Prudhon, du même pays que Greuze, fils de la gracieuse Saône et élève de Lyon, toujours misérable comme Greuze, refusa d’être italien et de faire fortune à Rome sous l’abri de Canova. Il s’y fût amolli, fondu. A tout prix, il fut Français, et trouva son génie, la beauté dans le mouvement. Revenu, et mourant de faim, il eut, par Bernardin de Saint-Pierre et les Didot, à faire les délicieuses gravures de l’Art d’aimer, et celle de Daphnis et Chloé. Enfin une gravure populaire de haute importance[46].
[46] Le calendrier de l’an III. Biblioth. nationale : Héning, 95-96.
Minerve, la raison éternelle, occupe le fond dans une grande majesté, et sous son puissant regard s’unissent trois personnes ou trois principes : Liberté, Égalité, Fraternité.
La Liberté, forte et sombre, cuirassée, occupe le centre. A sa gauche, une jeune femme, charmante, mère visiblement, aux belles mamelles émues, c’est la Fraternité, féconde d’amour et de tout bien.
A droite (c’est le coup de génie), l’Égalité se présente timidement, pauvre petite fille du peuple, pas bien nourrie, un peu maigre. Si fine est-elle, et si touchante, qu’à la voir, tout s’attendrit. Elle approche. Que veut-elle si naïvement ? Visiblement c’est d’être accueillie, adoptée. Grand Dieu, qui ne le fera pas ? qui n’ouvrira ses bras, son cœur à l’orpheline ? L’égoïsme est impossible devant elle. Il n’y a plus ni riche, ni pauvre. Tous sont prêts à partager.
Elle voudrait monter aussi. Mais tous désirent qu’elle monte. Divin rayon d’amour, de bonté à la fois ! on sent l’étroit rapport de l’amour et de la pitié.
Prudhon a reproduit cent fois ce motif charmant sous différents noms, avec la même expression, le même sens.

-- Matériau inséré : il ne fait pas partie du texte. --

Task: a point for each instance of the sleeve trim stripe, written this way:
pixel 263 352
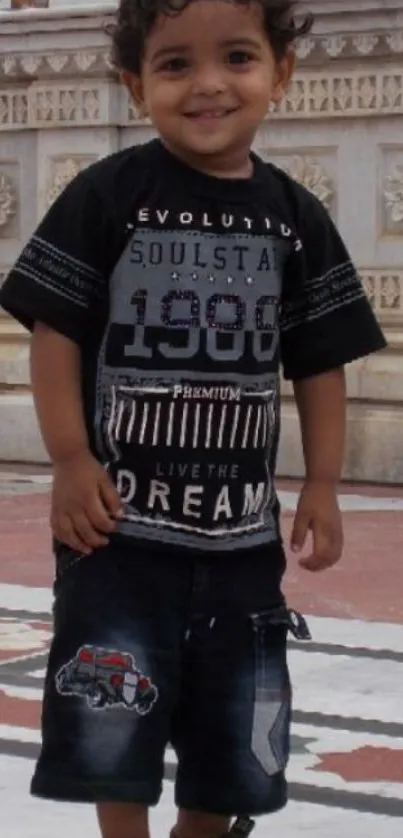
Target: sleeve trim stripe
pixel 40 279
pixel 84 269
pixel 323 310
pixel 344 269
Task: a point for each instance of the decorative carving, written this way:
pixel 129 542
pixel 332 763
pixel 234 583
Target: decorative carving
pixel 68 104
pixel 304 47
pixel 8 199
pixel 13 110
pixel 393 193
pixel 64 170
pixel 366 43
pixel 334 45
pixel 352 93
pixel 385 293
pixel 310 50
pixel 84 61
pixel 314 177
pixel 395 41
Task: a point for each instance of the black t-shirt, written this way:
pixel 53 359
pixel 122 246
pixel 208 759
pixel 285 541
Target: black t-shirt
pixel 185 293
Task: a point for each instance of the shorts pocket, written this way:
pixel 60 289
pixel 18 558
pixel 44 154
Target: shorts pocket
pixel 66 560
pixel 270 738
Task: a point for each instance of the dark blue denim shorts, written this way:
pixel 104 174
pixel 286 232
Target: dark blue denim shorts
pixel 152 650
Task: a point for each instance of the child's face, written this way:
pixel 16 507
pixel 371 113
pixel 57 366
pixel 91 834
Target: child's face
pixel 208 77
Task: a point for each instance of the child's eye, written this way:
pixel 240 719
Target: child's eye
pixel 174 65
pixel 240 56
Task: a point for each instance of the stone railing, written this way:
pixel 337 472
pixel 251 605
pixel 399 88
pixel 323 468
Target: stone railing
pixel 339 130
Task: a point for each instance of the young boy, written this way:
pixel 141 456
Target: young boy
pixel 163 289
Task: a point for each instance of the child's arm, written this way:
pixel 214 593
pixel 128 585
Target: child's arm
pixel 321 403
pixel 85 502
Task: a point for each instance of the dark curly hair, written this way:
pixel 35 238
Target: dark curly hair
pixel 136 18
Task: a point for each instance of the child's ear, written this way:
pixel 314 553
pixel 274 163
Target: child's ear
pixel 135 88
pixel 284 72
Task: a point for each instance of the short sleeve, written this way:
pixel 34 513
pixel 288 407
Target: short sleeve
pixel 326 317
pixel 59 276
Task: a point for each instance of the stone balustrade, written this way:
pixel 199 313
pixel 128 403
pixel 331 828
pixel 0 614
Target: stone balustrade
pixel 339 131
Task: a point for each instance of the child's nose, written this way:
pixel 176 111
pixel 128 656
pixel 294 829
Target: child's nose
pixel 209 80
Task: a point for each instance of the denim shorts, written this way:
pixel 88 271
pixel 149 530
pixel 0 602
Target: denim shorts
pixel 153 650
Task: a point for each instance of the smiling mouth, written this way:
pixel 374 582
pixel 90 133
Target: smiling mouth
pixel 210 113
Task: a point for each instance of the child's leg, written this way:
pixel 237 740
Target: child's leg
pixel 231 730
pixel 112 683
pixel 123 820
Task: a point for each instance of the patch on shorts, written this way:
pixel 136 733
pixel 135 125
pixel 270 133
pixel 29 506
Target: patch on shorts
pixel 106 677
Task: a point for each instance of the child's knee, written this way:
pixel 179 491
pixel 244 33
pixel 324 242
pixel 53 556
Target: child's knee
pixel 123 820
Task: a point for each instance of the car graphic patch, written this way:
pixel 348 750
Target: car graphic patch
pixel 106 677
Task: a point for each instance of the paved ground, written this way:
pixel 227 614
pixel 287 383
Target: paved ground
pixel 347 767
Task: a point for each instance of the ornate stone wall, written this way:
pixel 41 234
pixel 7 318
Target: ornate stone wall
pixel 339 131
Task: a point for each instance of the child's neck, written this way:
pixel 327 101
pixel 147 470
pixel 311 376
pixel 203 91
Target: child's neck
pixel 237 166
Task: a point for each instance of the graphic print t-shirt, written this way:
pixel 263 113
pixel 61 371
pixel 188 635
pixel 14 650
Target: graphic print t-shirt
pixel 185 293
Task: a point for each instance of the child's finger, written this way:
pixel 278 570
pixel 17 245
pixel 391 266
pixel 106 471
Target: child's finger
pixel 299 531
pixel 110 497
pixel 87 533
pixel 63 530
pixel 325 551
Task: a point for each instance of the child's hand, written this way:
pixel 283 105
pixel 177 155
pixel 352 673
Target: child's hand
pixel 85 503
pixel 318 511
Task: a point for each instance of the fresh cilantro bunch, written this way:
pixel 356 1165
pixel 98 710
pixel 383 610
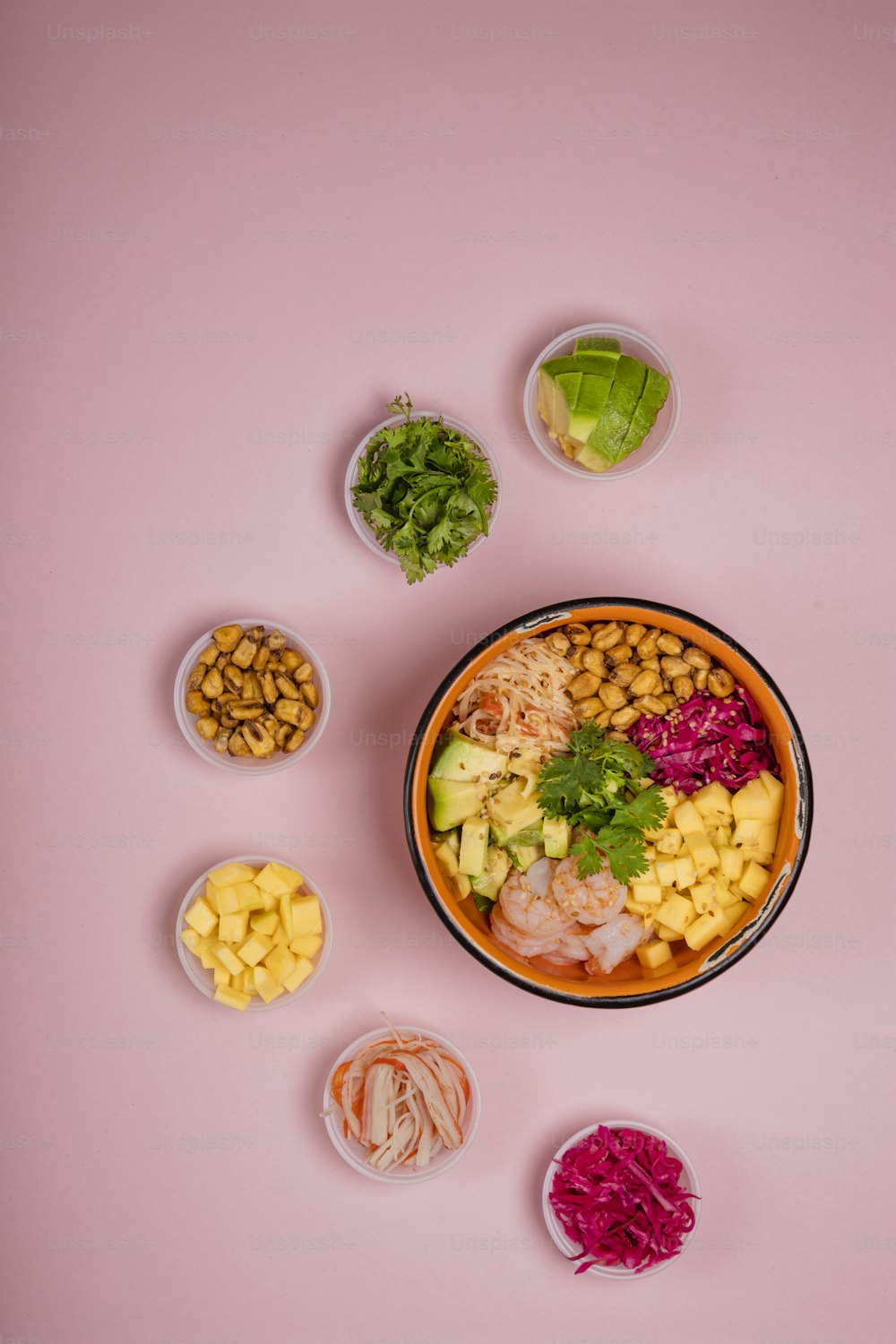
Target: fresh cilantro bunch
pixel 425 489
pixel 598 789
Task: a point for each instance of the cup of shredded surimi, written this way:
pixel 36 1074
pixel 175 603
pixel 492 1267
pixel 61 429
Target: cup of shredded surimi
pixel 401 1104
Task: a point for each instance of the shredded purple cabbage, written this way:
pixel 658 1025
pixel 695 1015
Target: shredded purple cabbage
pixel 618 1195
pixel 707 739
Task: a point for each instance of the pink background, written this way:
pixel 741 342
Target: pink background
pixel 419 202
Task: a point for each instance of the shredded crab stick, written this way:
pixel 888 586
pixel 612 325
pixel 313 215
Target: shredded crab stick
pixel 403 1098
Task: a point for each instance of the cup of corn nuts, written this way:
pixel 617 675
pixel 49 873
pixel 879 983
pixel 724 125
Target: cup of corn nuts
pixel 252 696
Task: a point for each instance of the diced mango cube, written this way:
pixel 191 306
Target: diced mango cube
pixel 231 874
pixel 255 946
pixel 669 841
pixel 233 926
pixel 653 954
pixel 306 916
pixel 676 913
pixel 249 897
pixel 266 986
pixel 202 917
pixel 685 873
pixel 754 881
pixel 704 929
pixel 281 962
pixel 686 819
pixel 303 970
pixel 263 921
pixel 702 854
pixel 279 879
pixel 308 945
pixel 233 997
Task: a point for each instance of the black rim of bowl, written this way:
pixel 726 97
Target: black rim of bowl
pixel 535 618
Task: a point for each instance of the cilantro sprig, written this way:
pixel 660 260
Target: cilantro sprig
pixel 425 489
pixel 598 789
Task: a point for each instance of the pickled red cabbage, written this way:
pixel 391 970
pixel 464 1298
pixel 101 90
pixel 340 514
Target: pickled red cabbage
pixel 618 1195
pixel 707 739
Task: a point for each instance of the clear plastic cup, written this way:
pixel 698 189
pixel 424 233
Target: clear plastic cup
pixel 570 1249
pixel 253 765
pixel 357 1156
pixel 366 532
pixel 638 347
pixel 203 980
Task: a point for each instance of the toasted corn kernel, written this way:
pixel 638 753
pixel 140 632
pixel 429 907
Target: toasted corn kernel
pixel 258 739
pixel 583 685
pixel 212 685
pixel 245 652
pixel 287 687
pixel 720 683
pixel 228 637
pixel 246 709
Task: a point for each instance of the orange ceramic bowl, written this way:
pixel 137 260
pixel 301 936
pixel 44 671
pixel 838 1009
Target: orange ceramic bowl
pixel 626 986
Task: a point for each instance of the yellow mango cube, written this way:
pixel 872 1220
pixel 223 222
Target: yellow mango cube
pixel 255 946
pixel 676 913
pixel 686 819
pixel 702 854
pixel 191 940
pixel 646 892
pixel 713 803
pixel 281 962
pixel 233 997
pixel 308 945
pixel 202 918
pixel 249 897
pixel 231 874
pixel 306 916
pixel 669 843
pixel 263 921
pixel 754 881
pixel 685 873
pixel 233 927
pixel 704 929
pixel 303 970
pixel 266 986
pixel 279 879
pixel 653 954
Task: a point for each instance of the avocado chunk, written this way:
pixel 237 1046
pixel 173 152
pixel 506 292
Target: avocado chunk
pixel 595 343
pixel 470 762
pixel 512 812
pixel 524 855
pixel 489 882
pixel 452 803
pixel 608 433
pixel 653 397
pixel 556 838
pixel 474 843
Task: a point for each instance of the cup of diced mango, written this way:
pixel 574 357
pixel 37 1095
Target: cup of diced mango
pixel 253 933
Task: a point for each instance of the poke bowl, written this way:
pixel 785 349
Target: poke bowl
pixel 707 801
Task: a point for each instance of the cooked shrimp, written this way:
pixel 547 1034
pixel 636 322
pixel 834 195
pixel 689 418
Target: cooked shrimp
pixel 517 943
pixel 530 908
pixel 614 941
pixel 592 900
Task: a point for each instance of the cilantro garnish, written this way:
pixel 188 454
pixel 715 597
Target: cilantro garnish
pixel 426 491
pixel 598 789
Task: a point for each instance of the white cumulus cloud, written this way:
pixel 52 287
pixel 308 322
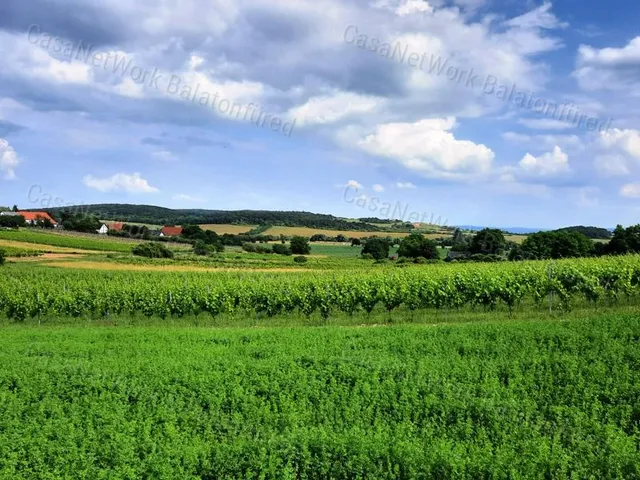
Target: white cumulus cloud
pixel 9 160
pixel 131 183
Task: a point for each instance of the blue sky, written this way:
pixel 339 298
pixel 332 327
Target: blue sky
pixel 324 106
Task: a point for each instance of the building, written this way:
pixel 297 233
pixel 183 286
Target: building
pixel 32 218
pixel 170 231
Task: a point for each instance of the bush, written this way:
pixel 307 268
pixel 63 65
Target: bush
pixel 300 246
pixel 281 249
pixel 378 248
pixel 152 250
pixel 201 248
pixel 417 246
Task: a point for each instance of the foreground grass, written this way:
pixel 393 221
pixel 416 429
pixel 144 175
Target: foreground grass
pixel 545 399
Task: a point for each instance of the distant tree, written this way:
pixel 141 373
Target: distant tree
pixel 201 248
pixel 416 245
pixel 624 240
pixel 280 249
pixel 12 221
pixel 378 248
pixel 152 250
pixel 553 245
pixel 488 241
pixel 300 246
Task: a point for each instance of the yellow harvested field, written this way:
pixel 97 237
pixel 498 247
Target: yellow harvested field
pixel 36 247
pixel 308 232
pixel 222 228
pixel 89 265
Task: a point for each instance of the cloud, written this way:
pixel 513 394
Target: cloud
pixel 428 148
pixel 354 184
pixel 9 160
pixel 548 164
pixel 611 165
pixel 630 190
pixel 131 183
pixel 627 141
pixel 164 156
pixel 334 107
pixel 545 124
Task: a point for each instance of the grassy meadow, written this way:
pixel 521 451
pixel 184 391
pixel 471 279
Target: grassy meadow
pixel 536 399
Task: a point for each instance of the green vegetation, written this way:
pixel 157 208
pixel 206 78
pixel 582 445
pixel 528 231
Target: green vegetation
pixel 27 292
pixel 300 246
pixel 553 245
pixel 148 214
pixel 376 248
pixel 12 221
pixel 416 246
pixel 594 233
pixel 69 241
pixel 152 250
pixel 545 399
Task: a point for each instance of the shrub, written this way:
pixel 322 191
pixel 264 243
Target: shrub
pixel 152 250
pixel 280 249
pixel 378 248
pixel 300 245
pixel 201 248
pixel 417 246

Sans l’expliquer, ni même sans s’en rendre bien compte à lui-même, il indique le nom, qu’on peut donner au siècle, en sa plus générale tendance : Le désir, la recherche de l’Égalité.
Partout durent naître ces désirs. Mais peut-être d’abord à Lyon, l’école de Prudhon et de Greuze ; Lyon centre d’industries délicates qui chômèrent, comme je l’ai dit, bien avant 89, quand la mode (et la reine) préférèrent aux arts de Lyon les dentelles et les blancs tissus de Malines et des Flandres, Lyon agonisa tout à coup. Son industrie, non de manufactures, mais de familles, excita dans sa détresse une pitié violente, qui se tourna aisément en fureur révolutionnaire. De là, Chalier, l’Italien, le Piémontais, furieux de sensibilité.
Il était négociant. D’autres, plus riches que lui, Bertrand entre autres, maire de Lyon, commencèrent alors ces rêves de l’égalité absolue, qui peut-être avaient été en germe mystique chez les Vaudois, les Pauvres de Lyon. Cette théorie c’était : partager tout.
Chassé par les royalistes, Bertrand alla à Paris, où il trouva Chaumette, procureur de la Commune, et son employé Babeuf. J’ai dit dans mon précédent volume que leurs idées assez modérées, s’arrêtaient d’abord au partage des communaux (voy. le premier livre de Babeuf, publié en 89), puis le partage de biens nationaux, qu’on donnerait aux ouvriers. Babeuf, même après la mort de Chaumette, ne va pas plus loin, et se déclare défenseur de la propriété. En janvier 95, il ne réclame rien de la Convention que ce qu’elle a voté elle-même, et ce que les biens nationaux permettaient d’accorder : des terres aux soldats revenus de la guerre, des secours aux infirmes, des travaux aux nécessiteux[47].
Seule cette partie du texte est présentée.